A new global report reveals that youth in Ghana, Nigeria, and Kenya exhibit the highest mental well-being globally, defying a worsening mental health crisis among young adults in the West.
In a striking subversion of global narratives, young adults in Kenya have been ranked third worldwide in mental health resilience, according to the groundbreaking 2025 Global Mind Health Report published by Sapien Labs.
While over 41% of young adults aged 18 to 34 across Europe and the Americas are plunging into a severe "mind health crisis," Sub-Saharan Africa is emerging as a fortress of psychological fortitude. This revelation demands a radical reassessment of how socio-cultural environments impact cognitive survival.
The comprehensive survey, which aggregated data from nearly one million internet-enabled respondents across 84 countries, placed Ghana at the absolute top, followed immediately by Nigeria and Kenya. Zimbabwe and Tanzania completed the top five.
Despite facing severe economic headwinds, high unemployment, and daily infrastructural challenges, African youth demonstrated superior emotional regulation, physical resilience, and social functioning compared to their wealthier Western counterparts.
However, the report also highlighted a stark generational divide within Kenya itself. Kenyan young adults posted an average Mind Health Quotient (MHQ) score of 63, which, while globally impressive, pales in comparison to the MHQ score of 107 recorded among Kenyans aged 55 and above.
This internal divergence, heavily exacerbated by the residual impacts of the Covid-19 pandemic and rapid digital saturation, indicates that while Kenyan youth are globally resilient, they are still navigating unprecedented modern stressors that older generations largely escaped.
The economic ramifications of mental health cannot be overstated.
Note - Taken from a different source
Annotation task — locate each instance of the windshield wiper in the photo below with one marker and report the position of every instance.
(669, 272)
A mentally crippled workforce costs the global economy trillions of KES in lost productivity annually. Kenya’s strong standing offers a unique competitive advantage in the global labor market.
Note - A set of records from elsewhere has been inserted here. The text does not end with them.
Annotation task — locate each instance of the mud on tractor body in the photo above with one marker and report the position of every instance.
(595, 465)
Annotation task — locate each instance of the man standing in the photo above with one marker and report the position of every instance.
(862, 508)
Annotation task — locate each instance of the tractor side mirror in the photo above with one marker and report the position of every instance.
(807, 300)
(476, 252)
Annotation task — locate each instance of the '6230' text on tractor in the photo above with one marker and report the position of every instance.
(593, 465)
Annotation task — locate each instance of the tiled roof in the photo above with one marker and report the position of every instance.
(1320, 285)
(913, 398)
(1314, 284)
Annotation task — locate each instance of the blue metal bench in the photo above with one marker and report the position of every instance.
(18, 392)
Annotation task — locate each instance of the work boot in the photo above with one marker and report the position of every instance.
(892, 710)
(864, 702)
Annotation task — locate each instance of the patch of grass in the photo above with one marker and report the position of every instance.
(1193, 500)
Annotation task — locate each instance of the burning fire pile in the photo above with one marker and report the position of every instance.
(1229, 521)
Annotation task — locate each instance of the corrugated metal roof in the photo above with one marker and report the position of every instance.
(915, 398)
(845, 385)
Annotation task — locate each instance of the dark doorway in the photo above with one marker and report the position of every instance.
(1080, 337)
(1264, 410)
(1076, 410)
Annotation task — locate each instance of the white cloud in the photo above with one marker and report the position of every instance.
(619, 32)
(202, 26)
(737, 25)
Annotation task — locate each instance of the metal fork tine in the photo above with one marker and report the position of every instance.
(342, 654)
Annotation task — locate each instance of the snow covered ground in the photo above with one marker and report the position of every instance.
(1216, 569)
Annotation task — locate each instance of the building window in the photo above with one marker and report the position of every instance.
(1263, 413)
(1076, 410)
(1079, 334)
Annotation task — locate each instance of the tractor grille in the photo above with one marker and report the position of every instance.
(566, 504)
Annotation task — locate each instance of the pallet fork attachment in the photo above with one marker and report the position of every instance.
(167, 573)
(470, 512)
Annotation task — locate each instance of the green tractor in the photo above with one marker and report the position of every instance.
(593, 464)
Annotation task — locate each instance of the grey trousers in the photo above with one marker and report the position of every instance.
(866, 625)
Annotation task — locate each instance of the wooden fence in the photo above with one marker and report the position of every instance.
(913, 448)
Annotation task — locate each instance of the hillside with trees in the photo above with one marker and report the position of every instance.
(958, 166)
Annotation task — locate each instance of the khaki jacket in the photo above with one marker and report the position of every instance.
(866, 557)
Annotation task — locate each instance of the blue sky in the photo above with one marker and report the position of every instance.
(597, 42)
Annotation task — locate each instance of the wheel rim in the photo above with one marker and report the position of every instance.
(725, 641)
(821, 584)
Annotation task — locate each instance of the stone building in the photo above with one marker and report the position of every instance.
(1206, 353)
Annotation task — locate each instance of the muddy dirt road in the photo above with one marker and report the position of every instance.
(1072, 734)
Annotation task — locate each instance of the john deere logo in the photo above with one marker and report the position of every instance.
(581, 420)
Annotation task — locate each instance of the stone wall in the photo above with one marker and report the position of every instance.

Policymakers must leverage this resilience by investing heavily in youth-centric economic opportunities, ensuring that this psychological capital is converted into tangible, sustainable national wealth.
"We assessed a wide range of capacities essential for navigating life's challenges and found that many young adults are struggling, alongside depression and anxiety," noted Tara Thiagarajan, lead author and chief scientist at Sapien Labs.